THE logistics industry, currently one of the greatest winners in the 2020 pandemic world, is under enormous threat going into 2021 according to Robert Garbett, an advisor on the advanced capabilities of unmanned systems (drones).

“The logistics sector is at a major crossroad… and the real winners and losers will more accurately be defined in the next couple of years” said Mr Garbett.

“This year’s lock-downs and now the Christmas rush of pent-up demand have provided virtually all logistics companies with a rapid accelerator for growth, and most have fared extremely well.

“In 2021 and beyond, there will be a massive division,” he says, between those in the logistics sector who have recognised the need to embrace new technologies and those who have “simply ridden the wave”.

Mr Garbett said companies need to employ the latest technologies to safeguard against cyber espionage, and attackers targeting their supply chains.

“Last month’s report by IBM’s threat intelligence taskforce highlighted how hackers appeared to be trying to disrupt or steal information about the key processes to keep the newly approved COVID vaccines cold as they travel from factories to hospitals and doctors’ offices,” Mr Garbett said.

“The potential for disruption of supply chains is enormous.

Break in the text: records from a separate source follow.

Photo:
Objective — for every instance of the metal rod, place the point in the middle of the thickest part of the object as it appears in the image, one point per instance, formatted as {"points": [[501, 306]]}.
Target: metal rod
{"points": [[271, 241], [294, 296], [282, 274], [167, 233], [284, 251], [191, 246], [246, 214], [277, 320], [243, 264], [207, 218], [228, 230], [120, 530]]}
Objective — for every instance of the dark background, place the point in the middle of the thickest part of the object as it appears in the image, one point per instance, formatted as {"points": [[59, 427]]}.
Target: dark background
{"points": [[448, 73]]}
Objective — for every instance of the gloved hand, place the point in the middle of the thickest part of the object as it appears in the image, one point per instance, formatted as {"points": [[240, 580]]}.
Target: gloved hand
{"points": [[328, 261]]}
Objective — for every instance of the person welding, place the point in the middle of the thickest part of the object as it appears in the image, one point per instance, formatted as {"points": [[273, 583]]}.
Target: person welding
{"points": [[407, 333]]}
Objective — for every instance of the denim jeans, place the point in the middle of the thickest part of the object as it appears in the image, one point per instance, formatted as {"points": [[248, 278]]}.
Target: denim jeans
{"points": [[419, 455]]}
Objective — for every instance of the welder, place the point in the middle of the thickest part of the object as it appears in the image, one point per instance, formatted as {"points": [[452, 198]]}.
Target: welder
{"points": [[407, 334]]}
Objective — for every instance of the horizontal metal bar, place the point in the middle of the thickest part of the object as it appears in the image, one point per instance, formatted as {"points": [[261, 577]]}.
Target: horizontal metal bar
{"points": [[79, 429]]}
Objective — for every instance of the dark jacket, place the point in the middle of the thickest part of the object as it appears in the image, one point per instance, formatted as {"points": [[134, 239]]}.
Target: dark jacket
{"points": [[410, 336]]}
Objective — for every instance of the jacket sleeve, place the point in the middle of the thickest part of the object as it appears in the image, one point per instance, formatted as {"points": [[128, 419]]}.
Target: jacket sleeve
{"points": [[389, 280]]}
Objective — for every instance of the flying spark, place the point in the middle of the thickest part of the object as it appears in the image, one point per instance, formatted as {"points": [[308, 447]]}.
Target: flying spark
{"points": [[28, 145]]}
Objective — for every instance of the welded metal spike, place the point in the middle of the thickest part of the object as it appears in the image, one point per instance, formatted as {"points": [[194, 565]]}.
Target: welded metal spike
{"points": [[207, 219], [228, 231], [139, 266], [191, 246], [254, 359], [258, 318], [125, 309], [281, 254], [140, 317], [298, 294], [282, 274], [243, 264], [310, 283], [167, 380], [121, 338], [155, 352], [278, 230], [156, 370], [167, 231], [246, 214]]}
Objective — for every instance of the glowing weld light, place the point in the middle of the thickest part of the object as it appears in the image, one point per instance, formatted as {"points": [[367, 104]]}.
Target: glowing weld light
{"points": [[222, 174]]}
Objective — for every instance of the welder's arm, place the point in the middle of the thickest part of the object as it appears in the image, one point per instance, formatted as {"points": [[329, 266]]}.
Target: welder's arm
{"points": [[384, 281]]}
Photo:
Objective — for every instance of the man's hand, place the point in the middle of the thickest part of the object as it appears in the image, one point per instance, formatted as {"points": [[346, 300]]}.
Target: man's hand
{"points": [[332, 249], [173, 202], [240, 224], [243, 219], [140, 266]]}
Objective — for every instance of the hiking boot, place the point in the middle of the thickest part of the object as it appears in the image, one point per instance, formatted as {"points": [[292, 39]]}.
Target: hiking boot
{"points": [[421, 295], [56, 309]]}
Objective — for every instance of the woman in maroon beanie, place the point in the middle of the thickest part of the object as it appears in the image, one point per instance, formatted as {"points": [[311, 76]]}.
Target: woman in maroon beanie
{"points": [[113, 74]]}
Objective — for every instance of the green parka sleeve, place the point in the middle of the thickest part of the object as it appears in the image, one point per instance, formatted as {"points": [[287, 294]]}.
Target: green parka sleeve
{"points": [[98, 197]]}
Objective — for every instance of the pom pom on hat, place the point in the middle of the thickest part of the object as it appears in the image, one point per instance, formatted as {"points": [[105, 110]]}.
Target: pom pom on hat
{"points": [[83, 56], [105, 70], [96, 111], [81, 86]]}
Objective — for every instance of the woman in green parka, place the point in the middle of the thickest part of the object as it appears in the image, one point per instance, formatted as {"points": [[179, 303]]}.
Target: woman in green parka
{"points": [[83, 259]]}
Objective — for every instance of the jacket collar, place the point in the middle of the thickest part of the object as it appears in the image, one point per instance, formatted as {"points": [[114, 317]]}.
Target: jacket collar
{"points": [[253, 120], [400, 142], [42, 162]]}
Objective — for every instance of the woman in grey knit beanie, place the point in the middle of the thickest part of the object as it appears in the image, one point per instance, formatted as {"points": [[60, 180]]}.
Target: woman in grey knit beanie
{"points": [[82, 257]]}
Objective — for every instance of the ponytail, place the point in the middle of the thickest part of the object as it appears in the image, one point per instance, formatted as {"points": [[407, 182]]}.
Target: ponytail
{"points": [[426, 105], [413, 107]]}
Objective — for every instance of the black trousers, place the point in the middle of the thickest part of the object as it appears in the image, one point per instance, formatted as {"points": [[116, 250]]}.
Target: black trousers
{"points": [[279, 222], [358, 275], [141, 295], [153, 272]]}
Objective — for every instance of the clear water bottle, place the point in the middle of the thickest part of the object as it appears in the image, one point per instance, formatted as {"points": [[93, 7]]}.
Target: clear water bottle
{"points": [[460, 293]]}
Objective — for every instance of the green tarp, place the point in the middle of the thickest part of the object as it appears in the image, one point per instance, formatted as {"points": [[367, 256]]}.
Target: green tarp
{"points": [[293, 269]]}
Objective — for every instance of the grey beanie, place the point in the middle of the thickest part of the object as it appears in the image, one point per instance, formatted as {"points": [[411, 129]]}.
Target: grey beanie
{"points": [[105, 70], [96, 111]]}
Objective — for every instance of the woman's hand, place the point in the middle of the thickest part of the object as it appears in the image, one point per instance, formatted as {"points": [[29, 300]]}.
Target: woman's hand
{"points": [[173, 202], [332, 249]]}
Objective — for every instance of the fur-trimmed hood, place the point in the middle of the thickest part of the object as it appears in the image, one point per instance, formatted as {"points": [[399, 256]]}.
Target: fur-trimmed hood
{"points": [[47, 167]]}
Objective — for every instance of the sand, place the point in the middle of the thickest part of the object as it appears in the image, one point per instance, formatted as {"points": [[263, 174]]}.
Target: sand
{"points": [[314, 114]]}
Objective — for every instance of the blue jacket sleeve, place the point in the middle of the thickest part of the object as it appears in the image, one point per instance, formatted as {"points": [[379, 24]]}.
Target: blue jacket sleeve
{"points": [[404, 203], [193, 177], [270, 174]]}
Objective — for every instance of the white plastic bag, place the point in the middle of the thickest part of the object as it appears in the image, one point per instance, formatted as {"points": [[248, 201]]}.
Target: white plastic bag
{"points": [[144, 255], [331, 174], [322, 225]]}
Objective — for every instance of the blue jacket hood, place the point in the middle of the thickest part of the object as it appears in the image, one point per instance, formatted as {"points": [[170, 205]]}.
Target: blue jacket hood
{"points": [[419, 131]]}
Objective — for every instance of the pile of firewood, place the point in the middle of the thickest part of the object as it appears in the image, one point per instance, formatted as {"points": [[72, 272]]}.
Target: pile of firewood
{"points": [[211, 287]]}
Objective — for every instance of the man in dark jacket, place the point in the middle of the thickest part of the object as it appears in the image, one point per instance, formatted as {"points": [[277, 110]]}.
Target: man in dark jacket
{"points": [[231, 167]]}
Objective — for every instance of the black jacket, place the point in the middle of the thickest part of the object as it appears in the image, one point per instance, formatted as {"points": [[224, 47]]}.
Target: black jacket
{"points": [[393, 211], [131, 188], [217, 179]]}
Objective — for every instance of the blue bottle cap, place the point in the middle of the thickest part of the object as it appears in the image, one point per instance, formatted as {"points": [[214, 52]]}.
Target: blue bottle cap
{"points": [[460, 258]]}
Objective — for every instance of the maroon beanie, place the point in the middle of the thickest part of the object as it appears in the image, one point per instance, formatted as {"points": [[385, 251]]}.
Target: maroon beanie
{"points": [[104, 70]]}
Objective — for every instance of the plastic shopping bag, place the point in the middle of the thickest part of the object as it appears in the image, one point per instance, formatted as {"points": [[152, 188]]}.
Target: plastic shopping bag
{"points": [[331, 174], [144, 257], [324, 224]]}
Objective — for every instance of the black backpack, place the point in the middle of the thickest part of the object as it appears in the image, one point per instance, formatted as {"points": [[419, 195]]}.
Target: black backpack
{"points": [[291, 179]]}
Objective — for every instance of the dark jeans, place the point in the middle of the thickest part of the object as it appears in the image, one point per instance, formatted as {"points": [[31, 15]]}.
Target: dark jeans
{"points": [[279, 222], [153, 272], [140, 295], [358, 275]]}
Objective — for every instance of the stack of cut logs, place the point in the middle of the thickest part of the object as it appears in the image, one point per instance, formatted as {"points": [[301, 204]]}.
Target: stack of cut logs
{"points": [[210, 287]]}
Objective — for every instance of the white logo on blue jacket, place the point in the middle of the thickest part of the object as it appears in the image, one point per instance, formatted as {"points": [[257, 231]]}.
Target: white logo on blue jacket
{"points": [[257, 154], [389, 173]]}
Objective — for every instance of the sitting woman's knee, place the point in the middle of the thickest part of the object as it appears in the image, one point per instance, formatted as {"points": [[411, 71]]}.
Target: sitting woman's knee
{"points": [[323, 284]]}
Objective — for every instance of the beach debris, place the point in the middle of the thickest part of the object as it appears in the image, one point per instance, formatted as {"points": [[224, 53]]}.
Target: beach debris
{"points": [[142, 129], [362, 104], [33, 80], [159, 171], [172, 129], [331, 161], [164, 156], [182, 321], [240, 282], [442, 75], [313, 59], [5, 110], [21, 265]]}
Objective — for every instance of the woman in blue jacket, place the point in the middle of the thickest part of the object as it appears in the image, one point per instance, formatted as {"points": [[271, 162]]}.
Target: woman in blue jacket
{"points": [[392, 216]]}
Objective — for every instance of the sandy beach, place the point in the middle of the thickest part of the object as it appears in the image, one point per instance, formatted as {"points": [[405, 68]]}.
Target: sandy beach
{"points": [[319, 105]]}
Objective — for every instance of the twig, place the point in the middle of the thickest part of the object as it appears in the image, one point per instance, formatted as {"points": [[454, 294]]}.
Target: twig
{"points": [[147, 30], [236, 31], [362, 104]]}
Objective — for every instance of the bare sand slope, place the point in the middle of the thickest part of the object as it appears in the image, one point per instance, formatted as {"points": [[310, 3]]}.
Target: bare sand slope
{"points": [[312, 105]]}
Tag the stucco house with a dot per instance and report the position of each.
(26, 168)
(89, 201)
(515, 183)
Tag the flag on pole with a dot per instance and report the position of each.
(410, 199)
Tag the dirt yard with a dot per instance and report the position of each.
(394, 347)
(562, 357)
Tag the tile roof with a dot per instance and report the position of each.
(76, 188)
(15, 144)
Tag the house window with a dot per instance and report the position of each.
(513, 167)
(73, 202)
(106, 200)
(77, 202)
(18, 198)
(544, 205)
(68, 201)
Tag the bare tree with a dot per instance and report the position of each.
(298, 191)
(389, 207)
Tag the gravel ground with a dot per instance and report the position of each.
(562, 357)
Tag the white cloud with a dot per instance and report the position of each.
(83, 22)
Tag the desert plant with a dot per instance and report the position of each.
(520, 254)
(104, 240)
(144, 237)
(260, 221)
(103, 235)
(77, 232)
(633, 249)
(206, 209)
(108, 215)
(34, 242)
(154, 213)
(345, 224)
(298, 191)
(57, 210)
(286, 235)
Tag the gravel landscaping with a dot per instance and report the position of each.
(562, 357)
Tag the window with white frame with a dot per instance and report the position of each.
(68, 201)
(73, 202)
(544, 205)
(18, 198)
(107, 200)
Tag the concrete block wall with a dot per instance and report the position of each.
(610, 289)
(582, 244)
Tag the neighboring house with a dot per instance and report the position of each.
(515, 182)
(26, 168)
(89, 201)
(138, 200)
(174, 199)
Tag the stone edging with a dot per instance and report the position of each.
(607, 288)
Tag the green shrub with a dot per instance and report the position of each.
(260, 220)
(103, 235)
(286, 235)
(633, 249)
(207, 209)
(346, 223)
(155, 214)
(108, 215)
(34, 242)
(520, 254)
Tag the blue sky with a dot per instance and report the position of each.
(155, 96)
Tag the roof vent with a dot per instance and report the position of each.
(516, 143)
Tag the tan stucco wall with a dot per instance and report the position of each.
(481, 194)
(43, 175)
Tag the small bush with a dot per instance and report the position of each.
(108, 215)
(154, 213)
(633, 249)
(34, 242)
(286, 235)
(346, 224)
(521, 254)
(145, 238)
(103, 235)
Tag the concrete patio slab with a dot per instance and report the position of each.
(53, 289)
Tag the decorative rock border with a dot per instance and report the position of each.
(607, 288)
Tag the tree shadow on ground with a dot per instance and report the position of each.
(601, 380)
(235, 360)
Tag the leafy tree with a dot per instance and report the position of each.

“Until recently, logistics organisations have felt they have been relatively safe… but the stakes are getting higher as the need for more sophisticated logistics services, such as unmanned (drone) conveyance is increasingly in demand.”

There are more than 194,000 logistics enterprises in the UK, with 2.6m employed in the wider industry. The logistics sector has a £1 trillion turnover, contributing £130 billion Gross Value Added to the UK economy, which is 10.2% of the contribution to the UK non-financial business economy.